Thursday, August 31, 2006

Linux Native Multipathing (Device Mapper-Multipath)

Over the past couple of years a flurry of OS Native multipathing solutions have become available. As a result we are seeing a trend towards these solutions and away from vendor specific multipathing software.

The latest OS Native multipathing solution is Device Mappper-Multipath (DM-Multipath) available with Red Hat Enterprise Linux 4.0 U2 and SuSE SLES 9.0 PS2.

I had the opportunity to configure it in my lab a couple of days ago and I was pleasantly surprised as to how easy was to configure it. Before I show how it's done, let me talk a little about how it works.

The multipathing layer sits above the protocols (FCP or iSCSI), and determines whether or not the devices discovered on the target, represent separate devices or whether they are just separate paths to the same device. In this case, Device Mapper (DM) is the multipathing layer for Linux.

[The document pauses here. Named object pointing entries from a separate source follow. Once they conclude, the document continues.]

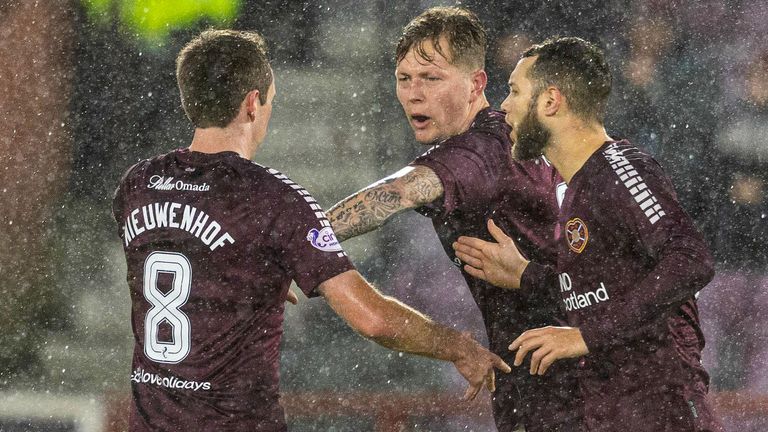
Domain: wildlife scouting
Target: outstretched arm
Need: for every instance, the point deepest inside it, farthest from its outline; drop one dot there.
(500, 263)
(394, 325)
(371, 207)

To determine which SCSI devices/paths correspond to the same LUN, the DM initiates a SCSI Inquiry. The inquiry response, among other things, carries the LUN serial number. Regardless of the number paths a LUN is associated with, the serial number for the LUN will always be the same. This is how multipathing SW determines which and how many paths are associated with each LUN.

Before you get started you want to make a sure the following things are loaded:

  • device-mapper-1.01-1.6 RPM is loaded
  • multipath-tools-0.4.5-0.11
  • Netapp FCP Linux Host Utilities 3.0

Make a copy of the /etc/multipath.conf file. Edit the original file and make sure you only have the following entries uncommented out. If you don't have Netapp the section then add it.

defaults {
user_friendly_names yes
devnode_blacklist {
devnode "sd[a-b]$"
devnode "^(ramrawloopfdmddm-srscdst)[0-9]*"
devnode "^hd[a-z]"
devnode "^cciss!c[0-9]d[0-9]*"

devices {
device {
vendor "NETAPP "
product "LUN"
path_grouping_policy group_by_prio
getuid_callout "/sbin/scsi_id -g -u -s /block/%n"
prio_callout"/opt/netapp/santools/mpath_prio_ontap /dev/n"
features "1 queue_if_no_path"
path_checker readsector0
failback immediate

The devnode_blacklist includes devices for which you do not want multipathing enabled. So if you have a couple of local SCSI drives (i.e sda and sdb) the first entry in the blacklist will exclude them. Same for IDE drives (hd).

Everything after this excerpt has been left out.